By how much does the mean absolute deviation of Dataset A exceed that of Dataset B? Round your answer to two decimal places. Dataset A: {9,9,10,10,10,11,12,14,14,18} Dataset B: {7,8,8,9,10,10,11,11,12,15} (1 point)

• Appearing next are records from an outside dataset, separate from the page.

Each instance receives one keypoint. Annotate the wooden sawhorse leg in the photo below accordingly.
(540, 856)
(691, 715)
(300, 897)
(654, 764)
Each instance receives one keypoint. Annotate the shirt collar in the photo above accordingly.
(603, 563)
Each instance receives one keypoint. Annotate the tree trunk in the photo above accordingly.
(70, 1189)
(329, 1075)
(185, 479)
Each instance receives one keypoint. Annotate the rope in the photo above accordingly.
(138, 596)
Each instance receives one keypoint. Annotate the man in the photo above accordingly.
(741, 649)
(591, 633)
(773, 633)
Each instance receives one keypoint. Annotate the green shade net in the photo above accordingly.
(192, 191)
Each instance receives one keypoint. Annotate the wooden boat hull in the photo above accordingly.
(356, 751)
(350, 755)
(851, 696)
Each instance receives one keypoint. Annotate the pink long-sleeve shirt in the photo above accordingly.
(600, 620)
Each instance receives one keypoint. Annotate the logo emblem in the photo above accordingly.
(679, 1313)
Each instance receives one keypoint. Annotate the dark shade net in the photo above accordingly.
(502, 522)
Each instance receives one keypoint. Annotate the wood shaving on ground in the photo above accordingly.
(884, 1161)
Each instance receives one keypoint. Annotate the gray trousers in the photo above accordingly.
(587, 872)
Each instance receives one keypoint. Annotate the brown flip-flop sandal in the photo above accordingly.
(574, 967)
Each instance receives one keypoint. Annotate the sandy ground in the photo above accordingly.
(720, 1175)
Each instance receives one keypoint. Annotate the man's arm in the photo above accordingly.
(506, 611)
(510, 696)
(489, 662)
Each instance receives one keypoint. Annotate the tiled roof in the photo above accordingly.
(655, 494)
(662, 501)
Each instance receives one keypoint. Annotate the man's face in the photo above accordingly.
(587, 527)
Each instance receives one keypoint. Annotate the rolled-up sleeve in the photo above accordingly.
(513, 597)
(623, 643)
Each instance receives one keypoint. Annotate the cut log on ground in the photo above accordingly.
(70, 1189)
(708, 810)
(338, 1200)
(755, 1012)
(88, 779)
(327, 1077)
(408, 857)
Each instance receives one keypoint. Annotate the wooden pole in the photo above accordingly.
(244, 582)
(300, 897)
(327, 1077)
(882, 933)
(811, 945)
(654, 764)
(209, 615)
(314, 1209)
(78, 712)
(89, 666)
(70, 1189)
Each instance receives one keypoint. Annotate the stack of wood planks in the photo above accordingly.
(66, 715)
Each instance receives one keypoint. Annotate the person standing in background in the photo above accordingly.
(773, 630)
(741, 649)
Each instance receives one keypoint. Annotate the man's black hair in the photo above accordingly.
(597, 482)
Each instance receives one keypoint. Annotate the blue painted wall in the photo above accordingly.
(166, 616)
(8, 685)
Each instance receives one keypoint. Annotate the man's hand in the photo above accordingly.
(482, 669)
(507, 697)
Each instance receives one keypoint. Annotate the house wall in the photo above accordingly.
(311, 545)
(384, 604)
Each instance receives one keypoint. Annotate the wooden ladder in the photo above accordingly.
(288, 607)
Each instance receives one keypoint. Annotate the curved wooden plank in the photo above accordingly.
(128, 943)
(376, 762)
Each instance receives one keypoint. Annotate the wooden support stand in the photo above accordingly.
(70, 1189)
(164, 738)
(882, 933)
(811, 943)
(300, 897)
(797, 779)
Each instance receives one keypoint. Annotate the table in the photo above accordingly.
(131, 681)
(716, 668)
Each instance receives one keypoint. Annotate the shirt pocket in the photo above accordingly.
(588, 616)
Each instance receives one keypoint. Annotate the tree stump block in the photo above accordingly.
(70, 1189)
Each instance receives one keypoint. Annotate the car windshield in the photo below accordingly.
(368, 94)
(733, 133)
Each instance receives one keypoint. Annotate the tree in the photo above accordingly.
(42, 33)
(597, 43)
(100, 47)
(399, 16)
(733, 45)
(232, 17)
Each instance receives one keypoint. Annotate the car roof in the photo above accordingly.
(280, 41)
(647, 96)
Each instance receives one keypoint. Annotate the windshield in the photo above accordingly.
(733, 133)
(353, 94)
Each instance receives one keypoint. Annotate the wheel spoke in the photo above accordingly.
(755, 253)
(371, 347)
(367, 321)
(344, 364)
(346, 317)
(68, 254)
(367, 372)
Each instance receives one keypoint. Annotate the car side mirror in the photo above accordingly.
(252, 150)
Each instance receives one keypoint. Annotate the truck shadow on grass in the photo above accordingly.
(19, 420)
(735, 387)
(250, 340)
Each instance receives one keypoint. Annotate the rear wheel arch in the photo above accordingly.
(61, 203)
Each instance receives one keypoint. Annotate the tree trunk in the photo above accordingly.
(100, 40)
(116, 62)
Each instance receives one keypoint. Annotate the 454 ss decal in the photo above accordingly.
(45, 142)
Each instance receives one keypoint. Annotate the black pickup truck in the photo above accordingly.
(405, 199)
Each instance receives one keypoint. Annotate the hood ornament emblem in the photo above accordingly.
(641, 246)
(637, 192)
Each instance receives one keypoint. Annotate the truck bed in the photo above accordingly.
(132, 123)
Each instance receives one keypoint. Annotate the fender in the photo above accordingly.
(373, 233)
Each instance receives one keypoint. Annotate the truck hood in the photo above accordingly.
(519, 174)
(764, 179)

First, let's calculate the mean absolute deviation for each dataset.
Dataset A:
1. Find the mean of Dataset A:
Mean = (9+9+10+10+10+11+12+14+14+18) / 10 = 118 / 10 = 11.8
2. Calculate the absolute deviation for each data point by subtracting the mean from each value and taking the absolute value:
|9 - 11.8| = 2.8
|9 - 11.8| = 2.8
|10 - 11.8| = 1.8
|10 - 11.8| = 1.8
|10 - 11.8| = 1.8
|11 - 11.8| = 0.8
|12 - 11.8| = 0.2
|14 - 11.8| = 2.2
|14 - 11.8| = 2.2
|18 - 11.8| = 6.2
3. Calculate the average of the absolute deviations:
Average Absolute Deviation = (2.8+2.8+1.8+1.8+1.8+0.8+0.2+2.2+2.2+6.2) / 10 = 22.6 / 10 = 2.26
Dataset B:
1. Find the mean of Dataset B:
Mean = (7+8+8+9+10+10+11+11+12+15) / 10 = 101 / 10 = 10.1
2. Calculate the absolute deviation for each data point by subtracting the mean from each value and taking the absolute value:
|7 - 10.1| = 3.1
|8 - 10.1| = 2.1
|8 - 10.1| = 2.1
|9 - 10.1| = 1.1
|10 - 10.1| = 0.1
|10 - 10.1| = 0.1
|11 - 10.1| = 0.9
|11 - 10.1| = 0.9
|12 - 10.1| = 1.9
|15 - 10.1| = 4.9
3. Calculate the average of the absolute deviations:
Average Absolute Deviation = (3.1+2.1+2.1+1.1+0.1+0.1+0.9+0.9+1.9+4.9) / 10 = 17.2 / 10 = 1.72
Now, let's calculate how much the mean absolute deviation of Dataset A exceeds that of Dataset B:
Mean Absolute Deviation of Dataset A - Mean Absolute Deviation of Dataset B = 2.26 - 1.72 = 0.54 (rounded to two decimal places)
Therefore, the mean absolute deviation of Dataset A exceeds that of Dataset B by 0.54.